Data Link Layer

The Data Link Layer focuses on the node to node transfer of data between adjacent connections. These networked nodes can consist of various devices like computers, routers, and switches.

The data link layer is only concerned with providing transport from a single node to another node. A higher layer protocol then chains together these short hops, to transmit messages across networks. The data link layer abstract away the need for other layers to care about the physical layer and what hardware (whether it be twisted pair, fiber, or wireless) is in use.

In this example there are 4 independent data link layer exchanges necessary to send a message from Host1 to Host 2.

Within the OSI model, the data link layer can be further divided into two sublayers the Logical Link Control (or LLC sublayer) and the Media Access Control (or MAC sublayer).

Media Access Control

The medium access control sublayer controls the hardware responsible for interaction with the wired, optical or wireless transmission mediums. It translates data into signal.

When receiving signal from the physical layer, the Media Access control is in charge of converting that physical signal whether it be electrical current, optical light, or wireless radio frequencies into bits and arranging those bits into frames for the the Logical Link Control.

It must also do this in the reverse. When transmitting data the Media Access control receives a frame from the Logical Link Control and is in charge of converting that frame into a physical signal.

Logical Link Control

On top of the Media Access Control sublayer is the Logical Link Control.

The LLC sublayer acts as an interface between the media access control and the network layer.

It receives a message from an upper layer protocol (usually IP packet),
chooses which network interface (or NIC) to send the data out on (for example on a laptop with both wireless and ethernet capabilities, ethernet is typically chosen by the operating system).
If necessary it performs multiplexing, which is used to ensure multiple network layer protocols can coexist. Multiplexing is the process of combining multiple signals from different sources into a single useable one.
Finally It wraps the message with the appropriate header, and sends it to the MAC sublayer to be sent out.
The entire process is performed in reverse when receiving a frame from the MAC sublayer.

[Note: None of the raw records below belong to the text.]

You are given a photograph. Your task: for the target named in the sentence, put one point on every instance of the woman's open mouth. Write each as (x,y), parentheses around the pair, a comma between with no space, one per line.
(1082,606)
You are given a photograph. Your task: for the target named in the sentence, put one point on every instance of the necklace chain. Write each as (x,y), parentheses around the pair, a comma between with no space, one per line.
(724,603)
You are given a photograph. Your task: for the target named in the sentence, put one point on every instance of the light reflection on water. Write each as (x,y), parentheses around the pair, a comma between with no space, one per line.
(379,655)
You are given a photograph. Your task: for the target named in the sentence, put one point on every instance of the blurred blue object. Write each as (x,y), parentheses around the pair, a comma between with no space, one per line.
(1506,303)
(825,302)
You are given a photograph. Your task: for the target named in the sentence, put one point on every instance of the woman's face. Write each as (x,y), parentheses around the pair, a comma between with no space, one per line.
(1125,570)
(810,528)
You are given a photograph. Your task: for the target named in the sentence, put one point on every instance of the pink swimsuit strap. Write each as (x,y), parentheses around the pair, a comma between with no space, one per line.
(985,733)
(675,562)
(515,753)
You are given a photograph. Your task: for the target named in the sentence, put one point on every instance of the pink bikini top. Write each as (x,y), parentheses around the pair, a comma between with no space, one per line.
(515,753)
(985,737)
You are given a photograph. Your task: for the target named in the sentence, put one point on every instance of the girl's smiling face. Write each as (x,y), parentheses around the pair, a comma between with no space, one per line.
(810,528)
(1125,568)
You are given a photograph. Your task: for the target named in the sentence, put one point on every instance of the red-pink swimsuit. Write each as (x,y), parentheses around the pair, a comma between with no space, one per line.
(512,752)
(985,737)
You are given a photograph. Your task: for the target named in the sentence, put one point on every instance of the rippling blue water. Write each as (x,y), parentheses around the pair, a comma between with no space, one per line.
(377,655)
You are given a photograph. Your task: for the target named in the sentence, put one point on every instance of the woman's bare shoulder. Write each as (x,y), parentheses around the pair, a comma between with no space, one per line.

The transmission medium will determine the required header. The encapsulated packet is called a frame.

In modern applications there are two major family of protocols each with their own headers:

802.3 (Ethernet)
802.11 (WiFi)

Each of these protocols has had multiple iterations over their existence, with each upgrade changing a one or two letter suffix, for example 802.11 a/b/g/n/ac and more recently 802.11ax or more commonly referred to as Wi-Fi 6

Historically we also had a protocol specifically for fiber connections called Fiber Distributed Data Interface (or FDDI, but it is now obsolete, replaced with Ethernet over Fiber)

Why do we use frames?

In The next section we will go into the details of the Ethernet frame, but it's important to keep in mind on a high level how frames work and why we need them. We've already mentioned that the Data link layer deals with the node to node transmission of data and that multiple exchanges are used in conjunction with a higher layer protocol to deliver packets across the Internet.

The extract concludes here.